When they entered the north side of the Park, Rossi drove very slowly. The red mini was out of sight. Already it had flashed
past the picnic area and was out of the Park approaching the roundabout.

The headlamps of the Cortina pierced the darkness. Brenda saw the dull gleam of the timber fence in the distance. The car
crawled along the verge and stopped. Rossi switched off the engine. There was a little silvery noise as the key dangled for
one instant in the ignition. They could hear one another breathing. When the wind
rustled through the black grass it was like a long-drawnout sigh.

‘Well,’ said Patrick, ‘we got to get something settled. Between the four of us.’

Five, thought Brenda. As her eyes grew accustomed to the darkness she could make out the shape of the cut-down oak and the
grey mass of the bushes beyond. They’d left a barrel of wine on the stump of the tree. If they intended to go on hiding Freda,
they ought to get rid of that barrel – it was circumstantial evidence.

‘It is best,’ said Vittorio, ‘if we tell each other the truth.’ He sounded a long way off, as if he was outside some-where,
calling to them. ‘For myself I have nothing to hide.’ He could not however help putting his hands over his face in a gesture
of despair.

‘Well, I have,’ Patrick said. ‘I’ve been in trouble before with the police.’

Brenda stopped herself in the nick of time from turning round. She trembled at the narrow escape and the implications of
his words. She’d been alone with him in the bathroom for hours – she’d even locked the door – and she’d have gone a walk with
him in the woods if he had asked her, simply to get away from Rossi.

He said: ‘Nothing I’d be ashamed to tell me own mother. Fights, I mean – having a drop too much. I don’t want to put meself
in their hands. Before you know where you are, you’ve said one thing, and haven’t they written it down as something else?’

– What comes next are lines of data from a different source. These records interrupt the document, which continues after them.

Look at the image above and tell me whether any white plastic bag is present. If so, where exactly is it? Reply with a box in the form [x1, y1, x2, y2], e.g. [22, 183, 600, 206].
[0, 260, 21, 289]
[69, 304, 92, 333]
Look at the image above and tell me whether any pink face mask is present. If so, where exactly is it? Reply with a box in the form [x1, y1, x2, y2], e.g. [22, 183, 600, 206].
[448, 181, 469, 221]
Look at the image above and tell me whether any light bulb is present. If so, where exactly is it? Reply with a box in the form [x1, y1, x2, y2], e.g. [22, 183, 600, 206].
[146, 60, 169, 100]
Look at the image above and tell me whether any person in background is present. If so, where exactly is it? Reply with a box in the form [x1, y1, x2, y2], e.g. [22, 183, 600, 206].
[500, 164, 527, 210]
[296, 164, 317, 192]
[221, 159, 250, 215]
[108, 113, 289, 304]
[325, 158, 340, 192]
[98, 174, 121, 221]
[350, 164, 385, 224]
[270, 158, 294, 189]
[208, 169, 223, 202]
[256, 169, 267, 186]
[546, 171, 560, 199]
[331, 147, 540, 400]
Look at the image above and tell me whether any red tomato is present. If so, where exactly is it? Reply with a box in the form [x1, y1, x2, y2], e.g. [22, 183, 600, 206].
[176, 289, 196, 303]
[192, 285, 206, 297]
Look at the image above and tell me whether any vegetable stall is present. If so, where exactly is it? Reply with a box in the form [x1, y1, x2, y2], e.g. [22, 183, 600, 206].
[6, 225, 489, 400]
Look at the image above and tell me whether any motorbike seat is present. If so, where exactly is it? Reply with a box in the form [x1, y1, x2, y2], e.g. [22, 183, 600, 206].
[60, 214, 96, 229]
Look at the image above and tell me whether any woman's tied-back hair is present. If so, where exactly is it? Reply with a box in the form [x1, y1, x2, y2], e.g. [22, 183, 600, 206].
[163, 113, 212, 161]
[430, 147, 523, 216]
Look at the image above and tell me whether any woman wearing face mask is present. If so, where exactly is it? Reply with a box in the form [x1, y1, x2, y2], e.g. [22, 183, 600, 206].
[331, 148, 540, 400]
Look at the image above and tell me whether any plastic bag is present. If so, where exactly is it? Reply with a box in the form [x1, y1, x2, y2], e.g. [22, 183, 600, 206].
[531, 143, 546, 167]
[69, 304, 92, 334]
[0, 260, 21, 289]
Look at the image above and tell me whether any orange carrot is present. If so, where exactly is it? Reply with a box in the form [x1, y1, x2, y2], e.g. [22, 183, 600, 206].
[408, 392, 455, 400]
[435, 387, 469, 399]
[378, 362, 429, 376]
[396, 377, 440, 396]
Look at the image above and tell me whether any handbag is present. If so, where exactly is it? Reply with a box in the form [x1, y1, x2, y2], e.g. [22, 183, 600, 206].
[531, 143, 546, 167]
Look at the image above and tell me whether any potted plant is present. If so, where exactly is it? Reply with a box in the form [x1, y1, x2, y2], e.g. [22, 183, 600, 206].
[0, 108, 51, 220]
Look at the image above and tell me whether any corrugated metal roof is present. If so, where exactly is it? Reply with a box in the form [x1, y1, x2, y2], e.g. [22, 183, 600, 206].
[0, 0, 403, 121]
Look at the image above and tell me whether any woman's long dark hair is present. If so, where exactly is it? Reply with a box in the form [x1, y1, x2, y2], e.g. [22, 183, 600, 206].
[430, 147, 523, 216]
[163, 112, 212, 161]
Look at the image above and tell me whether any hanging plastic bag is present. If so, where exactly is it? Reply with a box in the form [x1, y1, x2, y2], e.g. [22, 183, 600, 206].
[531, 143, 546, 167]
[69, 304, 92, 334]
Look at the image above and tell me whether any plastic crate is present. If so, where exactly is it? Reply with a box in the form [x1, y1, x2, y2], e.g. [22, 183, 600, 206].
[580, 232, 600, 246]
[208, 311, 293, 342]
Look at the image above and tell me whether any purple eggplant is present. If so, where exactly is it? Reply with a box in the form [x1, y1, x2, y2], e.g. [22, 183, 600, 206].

Brenda wished he wouldn’t talk in that ridiculous accent. Everything he said was a question. She knew the sort of trouble
he meant. Stanley didn’t like the police
either, though God knows why: they had often brought him home when he had fallen into a ditch on the way back from the Little
Legion. The park at night reminded her of the countryside she had left: the lights of the town twinkling away to the right,
the spidery branches of the trees – if she opened the window she might hear the hooting of an owl.